JERUSALEM - Sirens pierced the air in a mournful two-minute wail throughout Israel on Thursday in a tribute to the six million Jews murdered by the Nazis as the country marked Holocaust remembrance day.
In an annual ritual, drivers switched off their engines and people put aside their daily activities to stand at attention as the sirens sounded.
Theaters and other places of entertainment shut down Wednesday night, when the observances officially began. Radio and television programming focused exclusively on the Holocaust, and melancholy music poured over the airwaves.
In a speech Wednesday evening marking remembrance day, Israel's president took a veiled swipe at Iran and its disputed nuclear program.

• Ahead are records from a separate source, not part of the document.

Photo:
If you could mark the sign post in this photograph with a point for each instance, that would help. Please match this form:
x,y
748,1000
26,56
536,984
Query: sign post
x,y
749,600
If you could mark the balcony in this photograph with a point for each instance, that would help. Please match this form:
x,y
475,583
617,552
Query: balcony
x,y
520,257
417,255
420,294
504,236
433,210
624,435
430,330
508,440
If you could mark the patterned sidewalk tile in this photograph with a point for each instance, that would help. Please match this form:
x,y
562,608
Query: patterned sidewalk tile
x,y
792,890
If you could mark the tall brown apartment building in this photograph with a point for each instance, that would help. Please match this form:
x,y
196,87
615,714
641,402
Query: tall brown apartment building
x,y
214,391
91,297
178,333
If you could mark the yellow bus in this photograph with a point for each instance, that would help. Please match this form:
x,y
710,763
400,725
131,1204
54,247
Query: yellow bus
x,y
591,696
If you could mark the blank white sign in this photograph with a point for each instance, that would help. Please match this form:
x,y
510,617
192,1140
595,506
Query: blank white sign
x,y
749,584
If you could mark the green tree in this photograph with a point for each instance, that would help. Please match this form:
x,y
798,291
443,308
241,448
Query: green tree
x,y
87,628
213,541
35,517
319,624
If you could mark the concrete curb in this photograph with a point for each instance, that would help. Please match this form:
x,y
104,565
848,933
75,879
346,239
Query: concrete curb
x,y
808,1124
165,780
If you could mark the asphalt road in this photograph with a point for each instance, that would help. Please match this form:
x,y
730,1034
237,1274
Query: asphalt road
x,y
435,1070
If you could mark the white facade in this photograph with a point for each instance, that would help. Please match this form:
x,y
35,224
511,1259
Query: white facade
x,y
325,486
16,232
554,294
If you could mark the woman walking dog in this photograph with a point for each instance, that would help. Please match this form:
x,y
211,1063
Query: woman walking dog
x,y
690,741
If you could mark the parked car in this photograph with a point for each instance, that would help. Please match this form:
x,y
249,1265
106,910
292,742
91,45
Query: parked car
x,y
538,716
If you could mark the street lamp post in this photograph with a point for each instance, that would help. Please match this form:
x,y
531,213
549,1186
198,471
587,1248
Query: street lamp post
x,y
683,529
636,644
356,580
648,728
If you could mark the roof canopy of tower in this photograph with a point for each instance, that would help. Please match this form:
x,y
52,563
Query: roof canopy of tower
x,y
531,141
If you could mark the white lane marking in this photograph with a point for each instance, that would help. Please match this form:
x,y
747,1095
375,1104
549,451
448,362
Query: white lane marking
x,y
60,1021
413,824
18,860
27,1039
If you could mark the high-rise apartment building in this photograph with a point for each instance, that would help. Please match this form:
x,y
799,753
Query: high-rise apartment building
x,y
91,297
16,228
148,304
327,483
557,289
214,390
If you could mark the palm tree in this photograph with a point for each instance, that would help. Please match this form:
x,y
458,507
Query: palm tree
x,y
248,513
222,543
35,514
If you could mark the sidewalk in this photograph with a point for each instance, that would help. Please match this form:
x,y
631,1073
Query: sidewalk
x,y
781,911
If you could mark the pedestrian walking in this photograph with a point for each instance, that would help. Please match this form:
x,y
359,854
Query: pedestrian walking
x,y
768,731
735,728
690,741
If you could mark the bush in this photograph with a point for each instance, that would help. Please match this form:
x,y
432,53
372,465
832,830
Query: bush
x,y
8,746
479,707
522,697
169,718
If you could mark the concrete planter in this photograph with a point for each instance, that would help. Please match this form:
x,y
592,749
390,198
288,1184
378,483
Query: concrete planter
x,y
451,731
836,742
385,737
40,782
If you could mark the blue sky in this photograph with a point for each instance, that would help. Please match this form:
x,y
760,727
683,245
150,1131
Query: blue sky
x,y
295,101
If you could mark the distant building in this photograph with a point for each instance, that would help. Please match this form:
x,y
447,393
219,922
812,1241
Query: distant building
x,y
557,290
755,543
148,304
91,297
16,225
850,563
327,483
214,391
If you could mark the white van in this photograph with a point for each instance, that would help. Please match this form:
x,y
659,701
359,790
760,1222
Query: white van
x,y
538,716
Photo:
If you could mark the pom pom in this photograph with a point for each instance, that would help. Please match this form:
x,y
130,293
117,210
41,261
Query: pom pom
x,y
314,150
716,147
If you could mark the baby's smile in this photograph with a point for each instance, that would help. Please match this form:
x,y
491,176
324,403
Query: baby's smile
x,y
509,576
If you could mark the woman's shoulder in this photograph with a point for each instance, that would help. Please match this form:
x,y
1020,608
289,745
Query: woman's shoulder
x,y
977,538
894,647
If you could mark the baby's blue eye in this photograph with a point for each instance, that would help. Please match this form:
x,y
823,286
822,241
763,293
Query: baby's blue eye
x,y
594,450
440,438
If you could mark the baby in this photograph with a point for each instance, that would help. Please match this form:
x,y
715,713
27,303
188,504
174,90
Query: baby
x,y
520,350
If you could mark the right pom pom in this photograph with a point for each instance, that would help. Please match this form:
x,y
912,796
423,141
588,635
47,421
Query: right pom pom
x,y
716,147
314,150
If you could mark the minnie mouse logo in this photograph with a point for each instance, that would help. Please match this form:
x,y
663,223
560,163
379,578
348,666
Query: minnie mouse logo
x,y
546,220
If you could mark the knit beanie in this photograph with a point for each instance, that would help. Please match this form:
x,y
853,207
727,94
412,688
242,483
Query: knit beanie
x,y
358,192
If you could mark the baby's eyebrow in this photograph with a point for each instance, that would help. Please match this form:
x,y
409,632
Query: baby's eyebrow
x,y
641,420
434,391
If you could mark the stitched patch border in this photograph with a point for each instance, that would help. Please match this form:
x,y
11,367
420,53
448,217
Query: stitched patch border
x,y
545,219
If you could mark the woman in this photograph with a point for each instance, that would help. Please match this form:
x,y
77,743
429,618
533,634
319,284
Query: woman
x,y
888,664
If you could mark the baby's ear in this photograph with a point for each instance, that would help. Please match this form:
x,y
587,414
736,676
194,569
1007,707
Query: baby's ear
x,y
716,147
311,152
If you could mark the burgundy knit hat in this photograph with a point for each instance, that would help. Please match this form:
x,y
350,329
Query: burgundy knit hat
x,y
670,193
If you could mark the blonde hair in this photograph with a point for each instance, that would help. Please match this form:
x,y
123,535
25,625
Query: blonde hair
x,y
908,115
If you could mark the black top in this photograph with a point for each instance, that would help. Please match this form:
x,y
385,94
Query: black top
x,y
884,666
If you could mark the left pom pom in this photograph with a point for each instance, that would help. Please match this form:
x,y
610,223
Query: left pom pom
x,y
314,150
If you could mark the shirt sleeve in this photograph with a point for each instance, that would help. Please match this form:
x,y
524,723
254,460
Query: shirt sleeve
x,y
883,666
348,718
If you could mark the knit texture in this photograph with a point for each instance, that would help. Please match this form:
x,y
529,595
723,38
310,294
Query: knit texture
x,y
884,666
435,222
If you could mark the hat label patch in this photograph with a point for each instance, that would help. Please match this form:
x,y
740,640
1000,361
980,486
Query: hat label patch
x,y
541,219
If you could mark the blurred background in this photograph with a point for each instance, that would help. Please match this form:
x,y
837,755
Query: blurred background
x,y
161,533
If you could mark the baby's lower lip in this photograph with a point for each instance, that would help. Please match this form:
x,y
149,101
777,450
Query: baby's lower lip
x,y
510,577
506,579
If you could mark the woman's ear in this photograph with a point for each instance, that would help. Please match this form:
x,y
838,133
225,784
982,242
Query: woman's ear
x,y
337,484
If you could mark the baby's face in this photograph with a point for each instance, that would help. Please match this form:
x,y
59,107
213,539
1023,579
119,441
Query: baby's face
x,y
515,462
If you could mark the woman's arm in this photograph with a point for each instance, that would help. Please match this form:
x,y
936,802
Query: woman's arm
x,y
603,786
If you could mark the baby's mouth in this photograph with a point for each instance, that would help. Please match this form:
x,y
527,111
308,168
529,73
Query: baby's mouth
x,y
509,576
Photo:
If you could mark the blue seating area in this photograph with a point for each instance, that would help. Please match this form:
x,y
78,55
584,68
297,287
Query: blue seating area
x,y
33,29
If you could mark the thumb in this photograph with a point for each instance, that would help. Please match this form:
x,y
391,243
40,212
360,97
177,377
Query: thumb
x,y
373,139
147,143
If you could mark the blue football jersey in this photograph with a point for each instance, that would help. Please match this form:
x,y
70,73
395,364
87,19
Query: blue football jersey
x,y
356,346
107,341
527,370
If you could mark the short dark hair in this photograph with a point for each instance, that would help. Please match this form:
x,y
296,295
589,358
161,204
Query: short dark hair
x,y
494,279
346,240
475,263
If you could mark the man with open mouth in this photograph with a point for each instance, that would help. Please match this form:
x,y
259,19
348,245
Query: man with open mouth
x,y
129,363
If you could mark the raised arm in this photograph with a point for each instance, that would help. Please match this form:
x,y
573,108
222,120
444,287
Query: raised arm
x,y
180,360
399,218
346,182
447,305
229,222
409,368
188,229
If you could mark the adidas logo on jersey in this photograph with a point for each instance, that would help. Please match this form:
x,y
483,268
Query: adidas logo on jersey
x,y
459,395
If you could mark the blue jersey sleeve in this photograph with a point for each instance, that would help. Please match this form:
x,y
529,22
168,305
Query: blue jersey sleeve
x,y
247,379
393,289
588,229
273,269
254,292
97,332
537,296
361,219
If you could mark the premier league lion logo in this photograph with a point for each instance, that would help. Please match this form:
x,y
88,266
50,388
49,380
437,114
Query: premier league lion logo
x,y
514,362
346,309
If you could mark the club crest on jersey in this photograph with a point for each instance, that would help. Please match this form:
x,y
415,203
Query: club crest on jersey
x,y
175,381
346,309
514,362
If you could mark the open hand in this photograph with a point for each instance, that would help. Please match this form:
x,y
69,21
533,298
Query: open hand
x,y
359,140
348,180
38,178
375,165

Shimon Peres charged that the world woke up too late to eliminate the threat of Adolf Hitler before he started a war that killed 60 million people. He warned that the world must not let that happen again. "In history, it is forbidden to be late," he said at the ceremony at Yad Vashem, Israel's official Holocaust memorial.
Although Peres did not refer specifically to either Iran or its president his aides said later that he was alluding to them when he talked about Hitler and the Nazi regime in Germany.
Despite Iranian insistence its nuclear program is peaceful, Israel, the U.S. and others believe Iran is trying to build atomic weapons. Iranian President Mahmoud Ahmadinejad has called repeatedly for the Jewish state's destruction.
About 270,000 Holocaust survivors live in Israel, of whom about 80,000 survived Nazi death camps, according to Zeev Factor, chairman of a commission working on benefits for them.